Neighbors Definition


This module reads the neighbor list from the saved file. The format of the saved neighbor list file (named as neighborlist.dat in default) must be identification of the centered particle (id), coordination number of the centered particle (cn), and identification of neighboring particles (neighborlist). That is, “id cn neighborlist”. The neighbors in the output file is sorted by their distances to the centered particle in ascending order.

This module is also heavily used to calculate the neighboring particles of a particle, or the properties about the neighboring list, which are the base for many different analyzing methods. There are many ways to recognize the neighbors, for example, by a certain number, by a certain cutoff, by particle-type specific cutoffs, by Voronoi tessellation (freud or Voro++ directly) etc. This module covers the above calculation methods and can be easily extended by individual purpose. Neighbor list of different snapshots is continuous without any gap and all start with the header id cn neighborlist. This formatting is made to be consistent with reading neighbor lists for different analyzing methods.

I. Reading Neighbors

neighbors.read_neighbors.read_neighbors() is used to read the property of neighboring particles from a saved file, as long as the format of file is compatible, as like neighborlist.dat (see below). Note that this module reads one snapshot a time to save computer memory. If you have multiple snapshots, you can import this module in a loop (see example).

Input Arguments

  • f (TextIO): opened file object which save the property of neighboring particles, f = open(filename, 'r', encoding='utf-8'). Opening the file outside of the function ensures that when reading a file containing multiple snapshots, the file pointer can move to the next snapshot.

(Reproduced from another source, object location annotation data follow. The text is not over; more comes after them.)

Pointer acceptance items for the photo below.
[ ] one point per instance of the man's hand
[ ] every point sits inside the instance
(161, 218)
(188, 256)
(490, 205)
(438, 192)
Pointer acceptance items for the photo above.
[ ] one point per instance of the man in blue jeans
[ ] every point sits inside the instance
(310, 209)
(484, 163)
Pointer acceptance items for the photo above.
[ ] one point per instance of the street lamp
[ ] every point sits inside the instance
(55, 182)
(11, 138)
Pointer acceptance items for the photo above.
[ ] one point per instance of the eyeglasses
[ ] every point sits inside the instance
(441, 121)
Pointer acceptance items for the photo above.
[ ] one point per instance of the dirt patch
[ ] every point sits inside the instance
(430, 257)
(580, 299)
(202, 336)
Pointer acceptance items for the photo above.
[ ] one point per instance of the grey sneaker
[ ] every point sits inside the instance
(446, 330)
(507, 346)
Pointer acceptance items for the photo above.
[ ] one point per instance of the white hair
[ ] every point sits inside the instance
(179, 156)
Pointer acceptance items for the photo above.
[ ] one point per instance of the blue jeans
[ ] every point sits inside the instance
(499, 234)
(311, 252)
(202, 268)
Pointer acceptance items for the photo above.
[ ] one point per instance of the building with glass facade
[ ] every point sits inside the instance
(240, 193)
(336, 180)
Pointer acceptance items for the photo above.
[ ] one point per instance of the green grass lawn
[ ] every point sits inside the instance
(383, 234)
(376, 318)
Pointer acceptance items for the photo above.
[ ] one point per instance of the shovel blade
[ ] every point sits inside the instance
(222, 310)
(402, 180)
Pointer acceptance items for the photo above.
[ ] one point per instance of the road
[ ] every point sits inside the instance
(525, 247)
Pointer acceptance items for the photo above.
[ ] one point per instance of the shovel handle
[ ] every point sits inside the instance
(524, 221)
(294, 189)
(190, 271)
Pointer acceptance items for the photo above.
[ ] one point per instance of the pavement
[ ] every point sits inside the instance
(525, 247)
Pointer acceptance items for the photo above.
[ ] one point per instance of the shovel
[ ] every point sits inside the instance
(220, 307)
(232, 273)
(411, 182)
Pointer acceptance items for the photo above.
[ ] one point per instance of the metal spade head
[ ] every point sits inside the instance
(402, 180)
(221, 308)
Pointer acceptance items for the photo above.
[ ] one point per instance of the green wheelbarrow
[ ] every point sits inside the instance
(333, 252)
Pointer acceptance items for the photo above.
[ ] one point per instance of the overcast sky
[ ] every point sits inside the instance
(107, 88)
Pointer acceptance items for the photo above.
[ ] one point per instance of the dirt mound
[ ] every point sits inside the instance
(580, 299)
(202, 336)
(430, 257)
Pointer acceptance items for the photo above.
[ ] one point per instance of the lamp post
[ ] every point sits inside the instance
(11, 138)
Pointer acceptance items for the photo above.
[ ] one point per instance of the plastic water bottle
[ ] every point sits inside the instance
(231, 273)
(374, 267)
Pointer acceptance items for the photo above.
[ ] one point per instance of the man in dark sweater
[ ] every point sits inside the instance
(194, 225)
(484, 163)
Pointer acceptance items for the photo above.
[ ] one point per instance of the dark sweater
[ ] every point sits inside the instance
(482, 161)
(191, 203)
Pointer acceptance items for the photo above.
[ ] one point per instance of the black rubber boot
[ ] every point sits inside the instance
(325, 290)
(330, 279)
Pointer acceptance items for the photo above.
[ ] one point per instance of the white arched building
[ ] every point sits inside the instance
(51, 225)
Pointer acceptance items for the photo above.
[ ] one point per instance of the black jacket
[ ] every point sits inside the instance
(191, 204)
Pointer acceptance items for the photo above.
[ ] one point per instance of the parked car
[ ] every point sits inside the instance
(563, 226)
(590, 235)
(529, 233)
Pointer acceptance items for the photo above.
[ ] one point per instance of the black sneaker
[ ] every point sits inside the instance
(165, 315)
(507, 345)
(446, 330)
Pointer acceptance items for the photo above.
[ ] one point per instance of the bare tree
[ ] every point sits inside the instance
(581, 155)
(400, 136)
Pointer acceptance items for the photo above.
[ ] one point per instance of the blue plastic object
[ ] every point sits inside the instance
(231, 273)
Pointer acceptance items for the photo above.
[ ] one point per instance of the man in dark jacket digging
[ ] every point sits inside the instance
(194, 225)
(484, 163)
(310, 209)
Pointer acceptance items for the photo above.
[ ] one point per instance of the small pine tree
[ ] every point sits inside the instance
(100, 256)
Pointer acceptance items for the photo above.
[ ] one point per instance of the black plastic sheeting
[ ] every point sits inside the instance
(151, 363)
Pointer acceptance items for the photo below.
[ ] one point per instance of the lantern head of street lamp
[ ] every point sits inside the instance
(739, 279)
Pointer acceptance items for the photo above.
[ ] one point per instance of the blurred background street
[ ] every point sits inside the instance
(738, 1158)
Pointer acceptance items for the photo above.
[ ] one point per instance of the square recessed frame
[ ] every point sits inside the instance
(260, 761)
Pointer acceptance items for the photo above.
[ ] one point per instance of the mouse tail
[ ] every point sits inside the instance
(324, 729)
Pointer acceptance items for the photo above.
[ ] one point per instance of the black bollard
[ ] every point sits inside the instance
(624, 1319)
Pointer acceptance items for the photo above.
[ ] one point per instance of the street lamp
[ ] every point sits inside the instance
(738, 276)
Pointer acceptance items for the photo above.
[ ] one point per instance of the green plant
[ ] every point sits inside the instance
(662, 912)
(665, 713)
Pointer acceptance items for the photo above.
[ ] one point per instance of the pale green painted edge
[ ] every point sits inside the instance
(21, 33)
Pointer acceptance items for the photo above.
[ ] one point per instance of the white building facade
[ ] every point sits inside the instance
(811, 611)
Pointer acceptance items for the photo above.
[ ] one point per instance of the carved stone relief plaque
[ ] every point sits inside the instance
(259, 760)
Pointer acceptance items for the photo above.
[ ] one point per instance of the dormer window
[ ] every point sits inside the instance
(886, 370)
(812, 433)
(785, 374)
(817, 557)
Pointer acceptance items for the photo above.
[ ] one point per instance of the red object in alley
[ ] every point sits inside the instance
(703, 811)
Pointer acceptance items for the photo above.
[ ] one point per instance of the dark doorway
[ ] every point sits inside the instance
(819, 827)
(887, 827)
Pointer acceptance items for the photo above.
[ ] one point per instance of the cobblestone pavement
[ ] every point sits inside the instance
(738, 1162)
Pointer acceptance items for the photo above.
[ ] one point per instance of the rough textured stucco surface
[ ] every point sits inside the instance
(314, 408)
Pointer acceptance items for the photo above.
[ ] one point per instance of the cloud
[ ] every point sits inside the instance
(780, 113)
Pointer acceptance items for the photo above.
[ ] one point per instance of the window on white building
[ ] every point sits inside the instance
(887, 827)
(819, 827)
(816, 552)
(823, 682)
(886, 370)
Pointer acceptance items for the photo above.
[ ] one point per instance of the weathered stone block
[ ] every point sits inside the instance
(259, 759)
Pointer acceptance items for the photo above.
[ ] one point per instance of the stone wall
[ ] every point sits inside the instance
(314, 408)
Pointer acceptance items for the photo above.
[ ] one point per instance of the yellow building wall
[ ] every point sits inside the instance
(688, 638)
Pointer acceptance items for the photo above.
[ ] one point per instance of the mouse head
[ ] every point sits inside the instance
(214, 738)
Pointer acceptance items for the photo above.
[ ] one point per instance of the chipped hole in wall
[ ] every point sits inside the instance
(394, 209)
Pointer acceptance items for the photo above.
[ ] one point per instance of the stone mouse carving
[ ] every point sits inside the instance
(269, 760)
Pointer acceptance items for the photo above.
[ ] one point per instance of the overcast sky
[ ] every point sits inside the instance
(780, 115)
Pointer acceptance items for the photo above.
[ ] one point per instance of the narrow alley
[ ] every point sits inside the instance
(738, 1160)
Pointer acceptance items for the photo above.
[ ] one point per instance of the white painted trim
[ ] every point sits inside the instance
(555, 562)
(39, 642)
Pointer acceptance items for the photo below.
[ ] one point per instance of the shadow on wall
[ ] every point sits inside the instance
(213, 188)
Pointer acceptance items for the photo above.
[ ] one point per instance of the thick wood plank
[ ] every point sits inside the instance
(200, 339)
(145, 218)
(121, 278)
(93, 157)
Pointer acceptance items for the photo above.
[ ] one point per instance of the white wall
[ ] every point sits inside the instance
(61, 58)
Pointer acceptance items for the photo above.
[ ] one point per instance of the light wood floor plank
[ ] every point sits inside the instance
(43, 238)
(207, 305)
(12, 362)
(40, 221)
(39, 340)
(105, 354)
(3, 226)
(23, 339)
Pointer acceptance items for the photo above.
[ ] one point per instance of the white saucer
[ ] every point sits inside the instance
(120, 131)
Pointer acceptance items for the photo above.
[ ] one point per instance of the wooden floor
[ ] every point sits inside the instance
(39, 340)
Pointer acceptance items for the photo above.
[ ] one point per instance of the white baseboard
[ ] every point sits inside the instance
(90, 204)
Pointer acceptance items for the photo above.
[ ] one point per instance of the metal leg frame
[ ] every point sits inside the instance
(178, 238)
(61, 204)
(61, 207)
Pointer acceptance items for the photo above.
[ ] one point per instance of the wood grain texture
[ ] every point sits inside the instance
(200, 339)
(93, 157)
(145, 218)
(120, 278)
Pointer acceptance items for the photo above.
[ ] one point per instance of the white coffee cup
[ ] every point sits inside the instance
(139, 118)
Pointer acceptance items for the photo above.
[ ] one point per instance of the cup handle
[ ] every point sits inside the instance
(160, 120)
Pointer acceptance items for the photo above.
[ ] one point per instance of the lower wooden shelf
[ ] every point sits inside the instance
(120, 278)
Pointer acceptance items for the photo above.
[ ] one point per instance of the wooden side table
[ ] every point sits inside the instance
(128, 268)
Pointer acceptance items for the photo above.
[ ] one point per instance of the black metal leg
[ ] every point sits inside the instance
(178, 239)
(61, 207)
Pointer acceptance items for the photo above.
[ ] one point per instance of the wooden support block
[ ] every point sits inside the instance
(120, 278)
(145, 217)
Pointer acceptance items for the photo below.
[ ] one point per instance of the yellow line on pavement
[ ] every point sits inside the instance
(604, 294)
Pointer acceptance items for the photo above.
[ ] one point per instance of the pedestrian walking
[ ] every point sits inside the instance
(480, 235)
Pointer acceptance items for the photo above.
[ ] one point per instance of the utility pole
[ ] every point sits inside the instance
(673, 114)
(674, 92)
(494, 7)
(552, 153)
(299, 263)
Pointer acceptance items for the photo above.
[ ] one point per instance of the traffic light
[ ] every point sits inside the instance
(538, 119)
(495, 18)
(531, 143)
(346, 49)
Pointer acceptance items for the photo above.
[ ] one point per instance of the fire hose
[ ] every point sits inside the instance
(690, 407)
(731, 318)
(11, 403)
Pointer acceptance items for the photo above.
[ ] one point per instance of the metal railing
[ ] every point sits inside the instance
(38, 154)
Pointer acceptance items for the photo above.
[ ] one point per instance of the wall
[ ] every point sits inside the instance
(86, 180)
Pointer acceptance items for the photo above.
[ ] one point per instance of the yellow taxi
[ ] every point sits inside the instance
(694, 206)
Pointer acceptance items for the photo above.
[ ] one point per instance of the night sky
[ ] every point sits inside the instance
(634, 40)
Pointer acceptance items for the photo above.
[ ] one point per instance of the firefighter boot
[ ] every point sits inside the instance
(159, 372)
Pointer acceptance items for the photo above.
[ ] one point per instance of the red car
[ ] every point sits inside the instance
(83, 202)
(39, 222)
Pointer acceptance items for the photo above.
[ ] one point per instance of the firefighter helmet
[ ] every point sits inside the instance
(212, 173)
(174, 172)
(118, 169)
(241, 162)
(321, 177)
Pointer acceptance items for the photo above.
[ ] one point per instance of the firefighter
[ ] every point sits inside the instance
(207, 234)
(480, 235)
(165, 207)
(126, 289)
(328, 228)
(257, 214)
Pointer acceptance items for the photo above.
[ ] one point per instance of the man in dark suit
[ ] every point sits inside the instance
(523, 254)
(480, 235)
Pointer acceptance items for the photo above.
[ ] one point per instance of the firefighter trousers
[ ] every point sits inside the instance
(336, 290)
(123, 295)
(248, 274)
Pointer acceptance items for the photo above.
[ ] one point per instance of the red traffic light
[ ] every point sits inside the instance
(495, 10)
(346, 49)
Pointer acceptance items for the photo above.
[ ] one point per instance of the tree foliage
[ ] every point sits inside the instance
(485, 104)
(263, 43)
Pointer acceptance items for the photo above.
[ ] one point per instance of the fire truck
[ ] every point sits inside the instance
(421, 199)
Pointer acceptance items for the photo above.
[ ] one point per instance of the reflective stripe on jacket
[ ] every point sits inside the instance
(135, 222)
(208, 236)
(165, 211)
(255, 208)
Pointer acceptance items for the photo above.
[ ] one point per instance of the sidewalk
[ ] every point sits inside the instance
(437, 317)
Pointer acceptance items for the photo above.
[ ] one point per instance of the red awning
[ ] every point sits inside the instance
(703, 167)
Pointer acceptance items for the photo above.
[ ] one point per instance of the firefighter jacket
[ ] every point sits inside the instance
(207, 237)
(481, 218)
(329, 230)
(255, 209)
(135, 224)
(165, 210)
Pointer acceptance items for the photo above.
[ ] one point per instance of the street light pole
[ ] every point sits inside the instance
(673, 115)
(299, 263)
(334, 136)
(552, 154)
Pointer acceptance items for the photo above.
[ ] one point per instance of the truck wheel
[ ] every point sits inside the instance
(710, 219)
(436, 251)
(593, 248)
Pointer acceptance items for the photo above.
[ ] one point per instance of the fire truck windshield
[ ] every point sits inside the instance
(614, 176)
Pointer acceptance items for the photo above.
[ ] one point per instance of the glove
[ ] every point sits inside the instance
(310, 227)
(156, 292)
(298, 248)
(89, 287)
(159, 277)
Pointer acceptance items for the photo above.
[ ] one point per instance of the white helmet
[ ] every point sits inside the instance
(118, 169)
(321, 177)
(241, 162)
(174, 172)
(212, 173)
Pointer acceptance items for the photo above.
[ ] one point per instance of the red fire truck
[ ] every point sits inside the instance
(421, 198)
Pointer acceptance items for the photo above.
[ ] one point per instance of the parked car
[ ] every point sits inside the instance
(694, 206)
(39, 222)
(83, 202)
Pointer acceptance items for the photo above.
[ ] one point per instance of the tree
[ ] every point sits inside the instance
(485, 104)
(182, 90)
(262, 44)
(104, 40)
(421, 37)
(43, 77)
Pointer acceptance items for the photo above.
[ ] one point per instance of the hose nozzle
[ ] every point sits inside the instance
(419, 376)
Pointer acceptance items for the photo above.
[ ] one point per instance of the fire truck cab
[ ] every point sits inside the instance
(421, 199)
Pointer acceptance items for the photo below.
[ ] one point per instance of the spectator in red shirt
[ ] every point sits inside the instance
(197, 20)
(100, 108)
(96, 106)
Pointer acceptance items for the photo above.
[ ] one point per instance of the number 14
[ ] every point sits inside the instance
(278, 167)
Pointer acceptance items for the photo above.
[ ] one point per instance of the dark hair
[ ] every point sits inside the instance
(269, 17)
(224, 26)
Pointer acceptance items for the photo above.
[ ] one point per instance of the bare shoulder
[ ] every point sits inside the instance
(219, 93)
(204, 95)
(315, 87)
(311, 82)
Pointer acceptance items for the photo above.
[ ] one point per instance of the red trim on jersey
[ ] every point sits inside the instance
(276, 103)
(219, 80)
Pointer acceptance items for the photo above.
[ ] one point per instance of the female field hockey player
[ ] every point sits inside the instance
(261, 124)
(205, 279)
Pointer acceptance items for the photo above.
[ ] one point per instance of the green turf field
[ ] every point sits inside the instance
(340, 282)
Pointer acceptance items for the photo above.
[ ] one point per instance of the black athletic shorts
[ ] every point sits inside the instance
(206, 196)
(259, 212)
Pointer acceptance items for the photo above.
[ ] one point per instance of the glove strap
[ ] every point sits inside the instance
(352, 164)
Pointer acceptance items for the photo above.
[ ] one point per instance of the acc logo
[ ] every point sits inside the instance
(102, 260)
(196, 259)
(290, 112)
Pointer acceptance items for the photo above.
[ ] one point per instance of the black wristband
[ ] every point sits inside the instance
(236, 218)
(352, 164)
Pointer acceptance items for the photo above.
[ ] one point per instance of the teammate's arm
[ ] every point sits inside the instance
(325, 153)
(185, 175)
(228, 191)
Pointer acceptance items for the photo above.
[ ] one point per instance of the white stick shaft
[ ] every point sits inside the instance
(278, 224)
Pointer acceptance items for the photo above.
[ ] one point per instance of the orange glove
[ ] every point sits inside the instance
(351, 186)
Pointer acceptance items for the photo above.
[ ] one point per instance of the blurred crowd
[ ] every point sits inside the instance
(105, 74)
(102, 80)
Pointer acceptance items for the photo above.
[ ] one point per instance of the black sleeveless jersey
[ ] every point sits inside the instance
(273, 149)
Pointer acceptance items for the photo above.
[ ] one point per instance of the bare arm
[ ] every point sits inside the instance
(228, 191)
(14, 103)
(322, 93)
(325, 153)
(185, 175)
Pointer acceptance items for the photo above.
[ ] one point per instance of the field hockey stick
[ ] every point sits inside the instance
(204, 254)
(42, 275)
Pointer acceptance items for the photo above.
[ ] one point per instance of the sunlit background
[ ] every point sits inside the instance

  • Nmax (int): the maximum number of neighboring particles to consider. Setting Nmax to a sufficiently large value is ideal, with the default being 200. Nmax is defined to address the varying number of neighboring particles among different particles. In this way, we can create a regular two-dimensional NumPy array to save the property of neighboring particles.

Return

two-dimensional numpy array, with shape (nparticle, 1+Nmax_fact). Nmax_fact means the maximum coordination number for one particle in the system. The first column is the coordination number (cn). For particles with coordination number less than Nmax_fact (which is generally the case), the unoccupied positions in neighborprop (see source code) are padded with 0.

Important Notes

In the saved neighborlist.dat, the particle ID is counted from 1. While in this read module, the returned neighborlist is counted from 0. This is to facilitate subsequent indexing operations in python.

Example

  • Read neighbor list:

    from PyMatterSim.neighbors.read_neighbors import read_neighbors
    
    filename = 'neighborlist.dat'
    f = open(filename, 'r')
    neighborprop = read_neighbors(f, nparticle=8100, Nmax=200)
    f.close()
    
  • Read facearea list:

    from PyMatterSim.neighbors.read_neighbors import read_neighbors
    filename = 'dump.facearea.dat'	### generated by carrying out Voronoi analysis module
    f = open(filename, 'r')
    neighborprop = read_neighbors(f, nparticle=8100, Nmax=200)
    f.close()
    
  • Read in multiple snapshots:

    from PyMatterSim.neighbors.read_neighbors import read_neighbors
    
    neighbors_snapshots = []
    filename = 'neighborlist.dat'
    f = open(filename, 'r')
    for i in range(nsnapshots):	### number of snapshots
        neighbors_snapshots.append(read_neighbors(f, nparticle=8100, Nmax=200))
    f.close()
    

II. Calculating Neighbors

1. Nnearests()

neighbors.calculate_neighbors.Nnearests() gets the N nearest neighbors around a particle. In this case, the coordination number is N for each particle.

Input Arguments

  • snapshots (reader.reader_utils.Snapshots): Snapshots data class returned by reader.dump_reader.DumpReader from input configuration file

  • N (int): the specified number of nearest neighbors, default 12

  • ppp (npt.NDArray): the periodic boundary conditions, setting 1 for yes and 0 for no

    default np.array([1,1,1]), that is, PBC is applied in all three dimensions for 3D box. Set np.array([1,1]) for two-dimensional system.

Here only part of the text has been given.